Had a great night tonight. Got off work early today, came home and declared war on the houseflys in my home. First, I got out the bleach spray. Then I got out the Dyson. They never had a chance.
Seriously folks, it’s gross. And all of my clients I ask or tell about this claim to have the same problem. But here’s the deal. I don’t believe them. For some reason, I believe it’s something I have done wrong that is causing me this strife. So….I kicked their ass. collectively.

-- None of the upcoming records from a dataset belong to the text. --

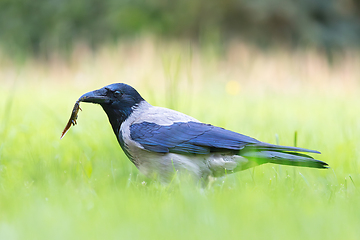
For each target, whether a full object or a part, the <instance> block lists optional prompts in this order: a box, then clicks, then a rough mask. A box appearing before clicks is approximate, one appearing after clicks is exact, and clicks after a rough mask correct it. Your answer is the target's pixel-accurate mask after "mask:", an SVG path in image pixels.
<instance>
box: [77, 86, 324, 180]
mask: <svg viewBox="0 0 360 240" xmlns="http://www.w3.org/2000/svg"><path fill="white" fill-rule="evenodd" d="M81 101H82V102H91V103H97V104H100V105H101V106H102V108H103V109H104V111H105V112H106V114H107V116H108V118H109V121H110V124H111V126H112V128H113V131H114V133H115V135H116V137H117V139H118V141H119V143H120V146H121V147H122V149H123V150H124V151H125V153H126V155H127V156H128V157H129V158H130V160H131V161H132V162H133V163H134V164H135V165H136V166H137V167H138V168H139V169H140V171H142V172H143V173H144V174H146V175H148V176H153V175H157V176H160V177H161V178H162V179H163V180H169V179H171V175H172V173H173V171H174V169H176V170H181V171H187V172H190V173H191V175H193V176H195V177H197V178H206V177H208V176H221V175H224V174H225V173H230V172H236V171H239V170H244V169H246V168H248V167H253V166H256V165H259V164H264V163H276V164H284V165H293V166H306V167H313V168H327V167H328V165H327V163H325V162H322V161H319V160H315V159H314V158H313V157H311V156H309V155H307V154H304V153H300V152H306V153H319V152H318V151H314V150H309V149H304V148H298V147H288V146H279V145H273V144H269V143H265V142H261V141H259V140H256V139H254V138H251V137H248V136H245V135H243V134H240V133H236V132H233V131H229V130H226V129H223V128H220V127H216V126H213V125H210V124H205V123H201V122H199V121H198V120H196V119H194V118H192V117H190V116H187V115H185V114H182V113H179V112H176V111H174V110H170V109H166V108H161V107H154V106H151V105H150V104H149V103H147V102H146V101H145V100H144V99H143V98H142V97H141V96H140V94H139V93H138V92H137V91H136V90H135V89H134V88H132V87H130V86H129V85H126V84H123V83H116V84H111V85H108V86H105V87H103V88H101V89H99V90H95V91H92V92H89V93H86V94H84V95H83V96H81V97H80V98H79V100H78V102H81ZM78 102H77V103H78Z"/></svg>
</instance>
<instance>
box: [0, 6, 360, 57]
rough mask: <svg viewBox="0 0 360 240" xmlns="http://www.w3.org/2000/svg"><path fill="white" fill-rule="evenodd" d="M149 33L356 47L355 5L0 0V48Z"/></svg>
mask: <svg viewBox="0 0 360 240" xmlns="http://www.w3.org/2000/svg"><path fill="white" fill-rule="evenodd" d="M148 33H150V34H152V35H155V36H160V37H164V38H177V39H178V38H186V39H192V40H194V41H201V40H204V39H207V41H226V40H228V39H232V38H240V39H242V40H245V41H248V42H252V43H254V44H258V45H260V46H271V45H274V44H276V45H285V46H290V47H292V46H296V47H297V46H315V47H323V48H331V49H334V48H335V49H342V48H344V47H353V46H359V43H360V2H359V1H358V0H298V1H296V0H196V1H194V0H177V1H176V0H151V1H150V0H0V43H1V45H2V46H3V47H4V49H6V50H7V51H10V52H11V51H16V50H19V49H20V50H21V51H24V50H26V51H25V52H33V53H41V52H43V51H46V50H49V49H71V46H72V44H73V43H74V42H77V41H82V42H86V43H88V44H89V45H90V46H93V47H96V46H98V45H99V44H101V43H105V42H112V41H116V40H118V39H119V38H128V37H134V36H138V35H142V34H148Z"/></svg>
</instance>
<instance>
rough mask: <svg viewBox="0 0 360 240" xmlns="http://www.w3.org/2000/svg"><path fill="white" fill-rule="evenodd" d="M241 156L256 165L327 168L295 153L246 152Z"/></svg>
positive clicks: (321, 162)
mask: <svg viewBox="0 0 360 240" xmlns="http://www.w3.org/2000/svg"><path fill="white" fill-rule="evenodd" d="M241 156H243V157H246V158H249V159H251V160H253V161H254V162H256V163H258V164H264V163H275V164H282V165H290V166H301V167H312V168H328V164H327V163H325V162H322V161H319V160H316V159H314V158H313V157H311V156H308V155H306V154H302V153H296V152H284V151H271V150H260V151H247V152H244V153H242V154H241Z"/></svg>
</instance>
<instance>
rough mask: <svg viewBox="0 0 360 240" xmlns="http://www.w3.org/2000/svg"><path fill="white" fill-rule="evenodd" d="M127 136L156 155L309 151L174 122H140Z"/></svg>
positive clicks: (218, 128)
mask: <svg viewBox="0 0 360 240" xmlns="http://www.w3.org/2000/svg"><path fill="white" fill-rule="evenodd" d="M130 137H131V138H132V139H133V140H134V141H136V142H138V143H140V144H141V145H142V146H143V147H144V148H145V149H147V150H149V151H153V152H158V153H168V152H172V153H182V154H184V153H185V154H189V153H194V154H209V153H210V152H214V151H239V150H241V149H243V148H244V147H245V146H247V147H249V148H256V149H261V150H262V149H269V150H272V151H303V152H316V151H312V150H307V149H302V148H295V147H283V146H277V145H272V144H267V143H263V142H260V141H258V140H256V139H254V138H251V137H248V136H245V135H242V134H240V133H236V132H232V131H229V130H226V129H223V128H220V127H215V126H212V125H210V124H204V123H200V122H174V123H173V124H172V125H158V124H156V123H150V122H142V123H136V124H133V125H131V126H130Z"/></svg>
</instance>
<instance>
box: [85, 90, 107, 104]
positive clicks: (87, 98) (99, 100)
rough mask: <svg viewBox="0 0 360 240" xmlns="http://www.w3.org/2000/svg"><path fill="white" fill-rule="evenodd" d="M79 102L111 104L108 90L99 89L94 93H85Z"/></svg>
mask: <svg viewBox="0 0 360 240" xmlns="http://www.w3.org/2000/svg"><path fill="white" fill-rule="evenodd" d="M78 102H90V103H97V104H102V103H109V102H110V99H109V97H108V96H106V89H103V88H101V89H99V90H95V91H92V92H88V93H85V94H84V95H82V96H81V97H80V98H79V100H78Z"/></svg>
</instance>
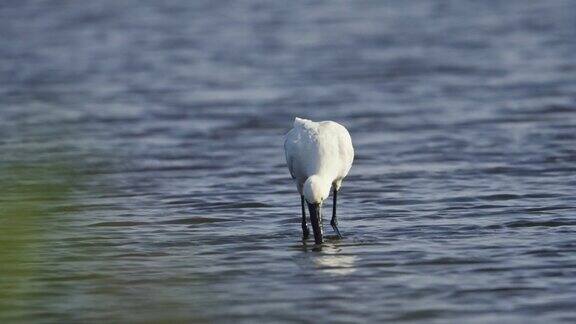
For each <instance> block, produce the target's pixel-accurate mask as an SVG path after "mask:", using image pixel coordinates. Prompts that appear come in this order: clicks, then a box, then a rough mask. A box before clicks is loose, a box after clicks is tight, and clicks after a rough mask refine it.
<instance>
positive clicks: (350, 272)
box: [313, 246, 358, 276]
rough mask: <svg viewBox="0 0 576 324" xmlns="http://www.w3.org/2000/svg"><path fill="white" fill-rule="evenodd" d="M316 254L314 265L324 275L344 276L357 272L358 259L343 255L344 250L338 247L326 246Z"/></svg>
mask: <svg viewBox="0 0 576 324" xmlns="http://www.w3.org/2000/svg"><path fill="white" fill-rule="evenodd" d="M316 254H317V255H315V256H314V257H313V261H314V264H315V265H316V267H317V268H318V269H319V270H320V271H322V272H324V273H327V274H331V275H339V276H343V275H349V274H352V273H354V272H355V271H356V261H357V259H358V257H357V256H355V255H347V254H343V253H342V249H341V248H338V247H337V246H326V247H324V248H322V250H321V252H320V251H318V253H316Z"/></svg>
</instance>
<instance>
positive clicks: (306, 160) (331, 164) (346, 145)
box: [284, 117, 354, 244]
mask: <svg viewBox="0 0 576 324" xmlns="http://www.w3.org/2000/svg"><path fill="white" fill-rule="evenodd" d="M284 152H285V153H286V163H287V164H288V169H289V170H290V175H291V176H292V179H294V181H295V182H296V187H297V188H298V193H300V204H301V205H302V233H303V236H304V239H307V238H308V236H309V235H310V231H309V229H308V225H307V224H306V207H305V206H304V202H306V204H307V205H308V210H309V211H310V223H311V224H312V230H313V232H314V241H315V242H316V244H322V241H323V227H322V204H323V203H324V200H326V199H327V198H328V196H329V195H330V191H331V190H332V191H333V198H334V202H333V205H332V220H331V221H330V225H332V228H333V229H334V231H335V232H336V234H337V235H338V237H340V238H341V237H342V235H340V230H338V219H337V218H336V200H337V197H338V190H340V187H341V186H342V180H343V179H344V178H345V177H346V175H348V171H350V168H351V167H352V161H353V160H354V148H353V147H352V139H351V138H350V134H349V133H348V131H347V130H346V128H345V127H344V126H342V125H340V124H338V123H336V122H333V121H323V122H313V121H311V120H307V119H303V118H298V117H296V119H295V120H294V127H293V128H292V129H291V130H290V131H289V132H288V134H286V139H285V141H284Z"/></svg>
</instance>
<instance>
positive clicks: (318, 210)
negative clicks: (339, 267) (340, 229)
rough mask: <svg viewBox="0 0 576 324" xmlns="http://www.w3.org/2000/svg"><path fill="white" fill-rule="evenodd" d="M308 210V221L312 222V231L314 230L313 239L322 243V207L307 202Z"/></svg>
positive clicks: (319, 204) (314, 204) (316, 241)
mask: <svg viewBox="0 0 576 324" xmlns="http://www.w3.org/2000/svg"><path fill="white" fill-rule="evenodd" d="M308 210H309V211H310V223H312V231H313V232H314V241H315V242H316V244H322V241H323V233H322V209H321V208H320V204H310V203H308Z"/></svg>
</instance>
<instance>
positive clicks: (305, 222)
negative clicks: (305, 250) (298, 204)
mask: <svg viewBox="0 0 576 324" xmlns="http://www.w3.org/2000/svg"><path fill="white" fill-rule="evenodd" d="M300 203H301V204H302V236H303V237H304V239H305V240H306V239H308V236H310V230H309V229H308V225H306V207H305V206H304V205H305V204H304V196H300Z"/></svg>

Then I got myself cleaned up and drove about 40 minutes outside of town
and ate the BEST FRIED CHICKEN AND FRIED OKRA AND OH WAIT SOME CHILI CHEESE NACHOS FOR APPETISERS and drank the coldest beer in the county and laughed until the gas bubbles in my stomach erupted!!! Oh. My God. It was fun. Me and my pseudo sisters #2 and #3 plus two clients of #2 that we’ve hung out with before an a friend of theirs.
This friend was a fella. Boy. Single. hmmmmmmmmm…..
is this a “set up” or a “looksee” or a regular ole invite for chicken? I have no clue and frankly no cares. I’m all about the company and the environment and by the way it’s my Friday night so fuck off. bring me a beer.
We laughed our way through the cardiac arrest that was before us, greasy and on wax paper pieces for plates. (it’s a brilliant gastronomic event) and we’re cracking the wise and making the funny and yes. Do you know me?? I can be loud. My laugh is….variable sometimes but when it is true and raw and from my womb…it’s loud.
So I’m chiming in with the funny, and because you all know me you know I trend towards the bawdy and this guy makes the statement that “there’s a line and you crossed it way over there. Also, yes she’s funny but that table right over there knows she is funny too.”
now, don’t paint half your face blue and get out the sword, it wasn’t like that. Just some sidebar comments. But it became clear, the more he made eye contact with me, the more that night wore on….I’m just too…..much? loud? raunchy?
I wrote a piece this week about being too…. It was in my current reading material and I ripped it out of the redhead’s hands when I inadvertantly handed it over to him. Not ready for public consumption. But I understand that I am too…
but I guess I only saw that in my head…never in someone else’s eyes before.
and I’m not climbing on the cross that says SINGLE at the top in ancient writings. No. Not that at all. Merely stating an observation of the night.
It all goes back to one of the first pieces that I wrote and actually performed for auditions…the final line reading:
“…he’s just not ready for my brilliance.”